Buying gold is as an excellent way of diversifying a portfolio by investing in an asset that retains value and protects wealth.

This allows you to control the amount of risk you take on other, more volatile investments, such as stocks and shares.

Gold counters inflation, deflation, economic uncertainty, geopolitical risks and problems with fiat currencies. However, what makes gold such a safe haven investment?

Here are five features of the precious metal that continue to attract investors looking to optimise their portfolios.

1. Rare and limited supply

Physical gold is a rare commodity that has a finite supply – a characteristic that makes it intrinsically valuable.

Typically, this means any price drops in gold are unlikely to last for an extended period of time. This is because the value of gold must stay above production costs, otherwise miners will move to higher-priced commodities.

However, when supply dwindles, production becomes viable again due to gold’s limited availability boosting its value.

2. Non-perishable

Investing in gold ensures you have a non-perishable asset, meaning its quality does not degrade much over long periods of time.

This is a vital feature for a safe haven investment, as you will potentially need to store the precious metal in a facility for many years without worrying about losing quality or value.

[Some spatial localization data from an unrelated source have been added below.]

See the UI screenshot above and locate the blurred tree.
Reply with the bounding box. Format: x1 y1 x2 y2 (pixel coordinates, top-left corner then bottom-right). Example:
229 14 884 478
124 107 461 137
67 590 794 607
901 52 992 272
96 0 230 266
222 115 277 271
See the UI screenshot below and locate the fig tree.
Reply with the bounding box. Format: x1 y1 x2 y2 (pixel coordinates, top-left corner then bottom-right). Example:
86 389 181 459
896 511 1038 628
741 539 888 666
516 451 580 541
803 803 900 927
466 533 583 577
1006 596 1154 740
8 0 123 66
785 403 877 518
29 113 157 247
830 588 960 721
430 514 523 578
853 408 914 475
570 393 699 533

Gold is also resistant to chemical reactions, so there is little chance of the metal tarnishing or corroding during the storage process.

3. Not reliant on government backing

Currencies are backed by governments, which means they are closely linked to the financial health of the country printing the money and the economies of powerful nations.

When global economic conditions worsen, governments continue to print an increasing amount of currency to cover spending habits, but this reduces its value over time.

On the other hand, physical gold exists outside of the fiat system, so it is not reliant on government backing and is not at risk of becoming completely worthless overnight should there be a global economic meltdown.

4. Stable purchasing power

There is an often-used example to highlight how well gold has retained its value over the centuries.

According to GoldCorp, an ounce of gold allowed you to buy a high-quality toga, with matching sandals and accessories in Ancient Rome. During the Great Depression, you could still purchase a tailored suit with shoes and accessories for the same amount of gold.

Even today, an ounce of gold will enable you to pay for a suit and all the necessary additions. In contrast, a dollar allowed you to buy 10 or more loaves of bread in 1933, while today it is barely enough to purchase a chocolate bar.

5. Sustained demand

Unlike many other assets, gold has maintained strong demand over time and is rarely affected by market fluctuations over the long term.

As currencies and financial markets falter, the desire for investing in gold is only going to increase, which will drive values up.

How likely is it for a currency to collapse? The longest-lasting fiat currency is the UK’s pound sterling, having survived approximately 320 years. However, the average lifespan of a money system is usually around 27 years.